Page 8 of Zero Pucks

I’d never play hockey the way I used to, but being able to propel myself around the ice, using my stick as a guide so I didn’t ram into the walls, was everything. It was how I calmed myself down, which was something I desperately needed after the hell weekend in Vegas.

Two weeks had passed, but I still wasn’t over it, and I was pretty sure half my team, most of the kids I coached, my roommate, and my other best friend were plotting a Julius Caesar–style murder against me if I didn’t stop obsessing.

Et tu, ya fuckin’ Brutuses?

They were supposed to have my back, goddamn it. But it was kind of hard to get over my brother getting ready to marry my ex, waking up in a strange hotel room with no idea how I got there, and having to ride a goddamn luggage cart back to my room because my legs were missing.

Not to mention the creepy fuckin’ anonymous note attached to them as they sat at my front door. I supposed the only saving grace was the fact that no one had any idea how expensive these things were and were too creeped out to steal them and sell them on the black market.

If there was an actual black market for stolen prosthetics.

I made a note to look into it.

Then another note to make sure Ford or Boden wiped my search history if I ever turned up dead.

“Yo! Who’s on the ice?”

I swiveled around, using my stick to keep me balanced. I’d never been much of a figure skater, and it was worse now that I had no control of my feet. Turning my head, I squinted to see who was skating toward me. It only took a second before a familiar dark head of hair appeared in my sightline.

“Jonah!” I called out. He was the goalie on the blind hockey team that used the same rink we did for their practice. He was also my assistant coach for the peewees. “Get the fuck off my ice, bro. I booked it.”

“Make me,” he said with a grin. He skated forward until his stick touched mine with a soft tap. Goalies were the only players on the team required to be fully blind, but it was easy to forget sometimes that Jonah’s freaky anime eyes were prosthetics. He met my gaze more often than most of the guys on my sled team did. “When did you get back?”

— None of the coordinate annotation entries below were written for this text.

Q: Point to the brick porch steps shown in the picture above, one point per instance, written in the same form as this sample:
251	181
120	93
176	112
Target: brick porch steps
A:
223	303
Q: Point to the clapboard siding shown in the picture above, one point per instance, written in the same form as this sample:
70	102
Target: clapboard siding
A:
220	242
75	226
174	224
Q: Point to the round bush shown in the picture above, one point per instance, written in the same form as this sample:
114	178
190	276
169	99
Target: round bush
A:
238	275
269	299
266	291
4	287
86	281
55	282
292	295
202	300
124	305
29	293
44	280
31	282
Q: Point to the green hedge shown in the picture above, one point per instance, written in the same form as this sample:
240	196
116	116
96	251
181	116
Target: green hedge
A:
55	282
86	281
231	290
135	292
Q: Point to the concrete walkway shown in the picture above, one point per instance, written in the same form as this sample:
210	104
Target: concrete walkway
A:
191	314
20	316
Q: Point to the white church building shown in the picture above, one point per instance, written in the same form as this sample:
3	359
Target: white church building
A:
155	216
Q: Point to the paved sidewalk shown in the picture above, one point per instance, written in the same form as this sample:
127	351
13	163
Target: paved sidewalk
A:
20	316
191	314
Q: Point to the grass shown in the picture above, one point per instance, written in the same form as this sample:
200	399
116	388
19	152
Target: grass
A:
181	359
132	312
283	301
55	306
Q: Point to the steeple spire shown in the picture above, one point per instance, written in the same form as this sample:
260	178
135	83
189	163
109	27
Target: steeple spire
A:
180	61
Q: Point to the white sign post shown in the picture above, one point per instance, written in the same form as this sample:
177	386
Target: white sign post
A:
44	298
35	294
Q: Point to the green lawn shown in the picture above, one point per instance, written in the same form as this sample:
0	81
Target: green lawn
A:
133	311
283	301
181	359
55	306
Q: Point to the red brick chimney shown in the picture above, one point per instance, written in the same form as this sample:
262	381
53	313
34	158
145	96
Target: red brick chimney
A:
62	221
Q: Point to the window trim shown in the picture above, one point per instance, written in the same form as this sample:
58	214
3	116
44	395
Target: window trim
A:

Shit. I hadn’t seen anyone apart from Ford, Boden, and my team at the last practice since the disaster trip. And I knew it was hot gossip. We lived in a small town where shit rarely ever happened, so right now, I was the most interesting guy in the world.

And it didn’t help that we were like a damn knitting circle with the way rumors spread around from team to team.

Plus, I’d been bitching to anyone within earshot, so I guess most of that was my fault.

“Uh. A little bit ago.” There. Nice and vague.

“Bad, huh?”

I had no chill. “I hated every second. My brother’s a jackass, his friends are still trying to live their frat bro glory days, my ex is still a bitch, andapparently, I got blackout drunk and woke up in a hooker’s hotel room.”

He didn’t move, like the ice had frozen him to the spot. Then, after a breath, he burst into laughter. Doubled over, he gripped his stick to keep him upright. “What the fuck, dude?” His head tipped up to face me. “No, seriously. What the fuck? This is like movie levels of nonsense. You killed a hooker and lost your liver, or?—”

“Oh my God, no. Shut up.” I skated a half circle around him, and he followed the sounds of my blades on the ice. “I didn’t kill anyone, and I still have all my organs. But, uh…I might have woken up alone with no memory of what happened, and both my legs were missing.”

He burst into laughter again, and it took him a good minute to be able to speak. “Shit. Really?”

“Yep. I found them, so it’s all good. But I had to get carted around like some 1930s carnivàle half-man on a luggage cart because I was, like, seven floors above my room.”

His face turned red with how hard he was trying to keep his composure. “Sorry.”

“Fuck you.”

He burst into another fit of giggles. “Where’d you find your legs? Lost and found?”

“Bro, get this shit. They were leaning up against my hotel door with a Post-it note stuck to the side. No name or anything. Just…here’s your legs. Have a great day.”

Jonah grimaced. “Okay, that’s a little creepy.”

“Right? God, it could have been anybody.”

He felt around with his stick again until it tapped mine, and then he jerked his head and took off in sprints. I followed suit. “What if it was a celebrity?” he said as he zoomed circles around me. “Holy shit, isn’t Britney Spears doing a Vegas show right now?”

“Uh. No?” Was she? Jesus, I hoped I hadn’t run into her that night. The last thing I needed was some celebrity talking about the legless guy they rescued from a self-imposed spiral. But God, I guess itcouldhave been anyone.